Cotas na UFRGS: estudantes cotistas relatam apreensão sobre perda de vaga na Universidade Federal do Rio Grande do Sul
“Eu sou uma jovem mulher negra, quilombola da zona rural de Triunfo (comunidade quilombola Morada da Paz). Eu tenho um sonho de cursar a faculdade, fazer minha graduação, me formar. Para realizar esse objetivo, no ano de 2022, estudei o ano inteiro em cursinho popular, o Emancipa. Vim para a Capital consegui trabalho porque tinha que me sustentar, morava de aluguel. Eu prestei vestibular para a Ufrgs e passei em Nutrição.
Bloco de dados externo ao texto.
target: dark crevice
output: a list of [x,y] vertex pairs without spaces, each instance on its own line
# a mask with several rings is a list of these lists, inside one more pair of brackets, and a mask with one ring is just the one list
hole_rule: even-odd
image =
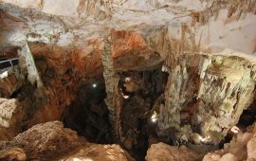
[[77,131],[94,143],[113,143],[108,110],[104,102],[105,84],[102,78],[82,81],[76,100],[63,116],[65,127]]
[[[119,87],[123,96],[121,126],[124,148],[137,160],[144,160],[152,143],[163,141],[156,133],[154,112],[159,112],[168,74],[158,70],[120,73]],[[157,101],[158,100],[158,101]]]

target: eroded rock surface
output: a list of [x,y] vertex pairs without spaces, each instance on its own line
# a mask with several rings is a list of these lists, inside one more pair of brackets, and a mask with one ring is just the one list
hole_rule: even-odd
[[255,134],[254,123],[247,132],[238,134],[230,143],[225,144],[224,149],[206,154],[203,161],[255,160]]
[[72,153],[62,158],[63,161],[82,160],[105,160],[105,161],[135,161],[130,154],[119,145],[87,144]]
[[147,161],[196,161],[199,158],[200,155],[186,147],[178,148],[164,143],[157,143],[151,145],[145,159]]
[[86,142],[60,121],[38,124],[0,144],[0,159],[27,160],[124,160],[134,159],[119,145]]
[[22,106],[15,98],[0,98],[0,140],[9,140],[22,132]]

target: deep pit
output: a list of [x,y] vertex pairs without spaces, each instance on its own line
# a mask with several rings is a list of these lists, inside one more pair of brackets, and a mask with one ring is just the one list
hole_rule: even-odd
[[256,160],[255,0],[1,0],[0,160]]

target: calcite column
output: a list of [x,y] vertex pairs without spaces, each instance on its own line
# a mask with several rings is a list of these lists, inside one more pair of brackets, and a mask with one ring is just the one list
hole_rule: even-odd
[[122,98],[119,90],[119,77],[114,70],[114,61],[111,54],[111,45],[112,37],[105,37],[104,51],[101,54],[101,61],[104,67],[103,76],[105,80],[107,94],[105,102],[109,110],[109,119],[113,127],[113,134],[117,142],[122,143],[123,137],[120,123]]
[[253,100],[255,81],[247,64],[238,57],[212,56],[201,61],[197,121],[202,135],[214,144],[238,123]]
[[160,109],[158,126],[161,130],[174,128],[178,132],[181,128],[180,111],[182,104],[186,101],[184,94],[189,76],[186,60],[180,60],[180,63],[175,64],[171,66],[168,63],[166,63],[169,78],[165,91],[165,106]]

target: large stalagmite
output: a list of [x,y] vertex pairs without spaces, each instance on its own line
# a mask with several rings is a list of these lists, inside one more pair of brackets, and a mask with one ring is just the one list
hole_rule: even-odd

A partir do momento que eu descobri que eu passei fiquei muito feliz. Mas eu mal tive tempo de comemorar as minhas conquistas porque eu me inscrevi como cota L2 (candidatos que cursaram todo o ensino médio em escolas públicas, com renda familiar bruta per capita igual ou inferior a 1,5 salário mínimo, autodeclarados negros pretos, negros pardos ou indígenas) e ela foi indeferida.”
O relato é da aluna cotista de Nutrição da Universidade Federal do Rio Grande do Sul (Ufrgs), Shanti Rocha Teixeira, uma entre os 160 alunos que tiveram problemas com sua matrícula na instituição.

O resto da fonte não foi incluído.